Different variants of MDA-MB-231 (a) and MDA-MB-436 (b) cells were implanted in the mammary fat pad of the ovariectomized female mice supplemented with estrogen or placebo pellets. The tumorigenicity was examined by measurement of tumor size. The experiments were repeated once. The data represent the mean ± SE observed in 12 mice in each group.
To test whether the tumor-enhancing effects of estrogen extended to weakly tumorigenic breast cancer cells, we repeated the above experiment with MDA-MB-436 cells. The vector-control MDA-MB-436 cells formed palpable mammary tumors in about 6 weeks in the absence of estrogen. In contrast, the vector-control cells in the supplement of estrogen formed tumor with higher efficiency and a significant shorter latency, arising 2 to 3 weeks before their counterparts without estrogen. MDA-MB-436 cells with knocked-down level of ER-α36 expression did not form tumors in the absence of estrogen even in a prolonged incubation (20 weeks) while developed tumors with much less efficiency in the presence of estrogen. These experiments demonstrated estrogen stimulated malignant growth of these ER-negative breast cancer cells in vivo.

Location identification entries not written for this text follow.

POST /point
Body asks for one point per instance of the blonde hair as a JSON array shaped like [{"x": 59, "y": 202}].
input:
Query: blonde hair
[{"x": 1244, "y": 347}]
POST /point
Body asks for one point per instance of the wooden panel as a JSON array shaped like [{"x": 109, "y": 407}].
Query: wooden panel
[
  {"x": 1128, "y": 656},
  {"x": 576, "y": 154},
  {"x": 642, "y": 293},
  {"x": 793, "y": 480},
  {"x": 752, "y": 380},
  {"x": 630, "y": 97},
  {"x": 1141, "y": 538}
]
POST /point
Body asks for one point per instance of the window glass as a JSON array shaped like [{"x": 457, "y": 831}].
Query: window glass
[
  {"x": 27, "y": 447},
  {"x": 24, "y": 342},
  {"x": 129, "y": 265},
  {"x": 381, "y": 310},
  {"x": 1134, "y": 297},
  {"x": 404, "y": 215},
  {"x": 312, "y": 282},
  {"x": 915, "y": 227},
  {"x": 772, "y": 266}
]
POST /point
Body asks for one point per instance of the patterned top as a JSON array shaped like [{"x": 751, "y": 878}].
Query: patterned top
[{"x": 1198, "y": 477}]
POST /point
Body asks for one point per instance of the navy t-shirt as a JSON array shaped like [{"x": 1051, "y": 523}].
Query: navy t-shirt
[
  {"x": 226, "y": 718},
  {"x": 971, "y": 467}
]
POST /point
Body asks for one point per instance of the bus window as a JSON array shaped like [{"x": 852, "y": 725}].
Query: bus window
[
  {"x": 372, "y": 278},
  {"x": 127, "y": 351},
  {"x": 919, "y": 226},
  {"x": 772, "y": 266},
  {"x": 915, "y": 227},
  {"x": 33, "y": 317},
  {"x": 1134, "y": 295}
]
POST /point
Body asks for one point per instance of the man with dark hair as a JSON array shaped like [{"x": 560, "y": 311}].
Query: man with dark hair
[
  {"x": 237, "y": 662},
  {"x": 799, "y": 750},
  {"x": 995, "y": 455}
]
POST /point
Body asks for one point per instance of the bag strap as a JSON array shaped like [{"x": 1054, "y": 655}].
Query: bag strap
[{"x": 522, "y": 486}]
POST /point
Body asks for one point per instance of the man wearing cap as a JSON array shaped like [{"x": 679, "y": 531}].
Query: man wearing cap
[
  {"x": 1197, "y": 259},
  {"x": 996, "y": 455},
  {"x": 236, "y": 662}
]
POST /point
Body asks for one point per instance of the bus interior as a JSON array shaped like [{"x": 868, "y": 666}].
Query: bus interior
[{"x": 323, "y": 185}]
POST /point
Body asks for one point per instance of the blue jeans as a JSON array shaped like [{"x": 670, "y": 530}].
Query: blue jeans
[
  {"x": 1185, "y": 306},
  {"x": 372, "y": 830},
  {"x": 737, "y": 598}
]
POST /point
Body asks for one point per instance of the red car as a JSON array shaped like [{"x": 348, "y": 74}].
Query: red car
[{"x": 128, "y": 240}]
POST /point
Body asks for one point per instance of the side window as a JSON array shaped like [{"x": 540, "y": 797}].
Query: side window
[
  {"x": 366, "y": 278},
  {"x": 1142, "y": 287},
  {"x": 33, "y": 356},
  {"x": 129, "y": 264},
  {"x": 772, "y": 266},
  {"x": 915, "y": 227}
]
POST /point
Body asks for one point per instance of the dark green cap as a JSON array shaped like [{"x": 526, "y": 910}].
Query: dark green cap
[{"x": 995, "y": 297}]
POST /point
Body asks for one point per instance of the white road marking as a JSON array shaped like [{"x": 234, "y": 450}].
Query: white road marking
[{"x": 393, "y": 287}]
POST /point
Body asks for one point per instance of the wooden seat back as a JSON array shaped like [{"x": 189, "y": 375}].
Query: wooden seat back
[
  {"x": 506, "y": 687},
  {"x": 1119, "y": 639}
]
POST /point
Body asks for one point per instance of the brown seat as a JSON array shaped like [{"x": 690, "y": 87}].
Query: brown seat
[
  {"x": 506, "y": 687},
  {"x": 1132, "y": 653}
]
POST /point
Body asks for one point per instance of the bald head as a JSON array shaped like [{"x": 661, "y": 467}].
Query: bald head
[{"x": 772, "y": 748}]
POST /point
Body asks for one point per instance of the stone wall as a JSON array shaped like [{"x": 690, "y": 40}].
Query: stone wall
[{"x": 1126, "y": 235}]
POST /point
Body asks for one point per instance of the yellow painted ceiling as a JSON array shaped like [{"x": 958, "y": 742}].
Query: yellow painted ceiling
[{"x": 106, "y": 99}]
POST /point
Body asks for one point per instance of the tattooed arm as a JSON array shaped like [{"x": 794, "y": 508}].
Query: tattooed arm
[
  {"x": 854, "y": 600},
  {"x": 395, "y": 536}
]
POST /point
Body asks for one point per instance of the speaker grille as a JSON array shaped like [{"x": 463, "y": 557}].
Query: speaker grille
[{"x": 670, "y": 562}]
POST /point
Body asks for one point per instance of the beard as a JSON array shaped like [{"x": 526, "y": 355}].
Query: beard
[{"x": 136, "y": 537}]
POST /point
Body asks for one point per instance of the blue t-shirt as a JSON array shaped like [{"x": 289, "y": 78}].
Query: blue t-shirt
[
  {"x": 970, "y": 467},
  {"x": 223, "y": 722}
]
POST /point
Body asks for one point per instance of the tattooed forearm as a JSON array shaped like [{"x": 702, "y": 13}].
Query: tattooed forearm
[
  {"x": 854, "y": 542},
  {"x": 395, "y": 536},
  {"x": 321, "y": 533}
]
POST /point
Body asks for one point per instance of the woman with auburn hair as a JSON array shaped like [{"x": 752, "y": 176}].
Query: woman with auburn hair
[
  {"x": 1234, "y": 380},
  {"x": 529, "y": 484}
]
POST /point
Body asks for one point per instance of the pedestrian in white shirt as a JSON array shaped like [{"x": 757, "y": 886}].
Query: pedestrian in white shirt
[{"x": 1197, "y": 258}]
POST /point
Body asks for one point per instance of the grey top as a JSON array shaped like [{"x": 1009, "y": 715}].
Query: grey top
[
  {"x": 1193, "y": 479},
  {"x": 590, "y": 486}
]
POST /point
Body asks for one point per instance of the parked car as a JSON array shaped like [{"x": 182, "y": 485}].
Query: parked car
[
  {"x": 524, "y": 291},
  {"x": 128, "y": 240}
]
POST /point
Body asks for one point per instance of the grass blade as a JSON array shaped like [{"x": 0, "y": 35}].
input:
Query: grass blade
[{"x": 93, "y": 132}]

EGFR protein is stabilized by ER-α36 in ER-negative breast cancer cells
The finding that ER-α36 down-regulation dramatically suppresses the tumorigenicity of these ER-negative breast cancer cells in the absence of estrogen was surprising since these cells also express high levels of EGFR, which would promote malignant growth in vivo. To elucidate the underlying mechanisms, Western blot analysis was performed to examine the expression levels of EGFR protein in the cells with ER-α36 expression knocked-down. Figure 4A shows that expression levels of EGFR protein were dramatically decreased in MDA-MB-231 cell lines with ER-α36 expression knocked-down compared with control cells. However, we did not observe significant change for the mRNA levels of EGFR in these cells, suggesting that the steady state levels of EGFR protein were decreased in ER-α36 knocked-down MDA-MB-231 cells (Figure 4A). A similar destabilization of EGFR protein was also observed in MDA-MB-436 cells with knocked-down levels of ER-α36 expression (Figure 4B). Western blot analysis further demonstrated that upon treatment with MG132, a proteasome inhibitor, the levels of EGFR protein in the ER-α36 knocked-down cells were restored to levels comparable with those of control cells (Figure 4C), indicating that the protein degradation of EGFR was enhanced in ER-α36 down-regulated cells. Thus, ER-a36 is involved in regulation of the steady state levels of EGFR protein.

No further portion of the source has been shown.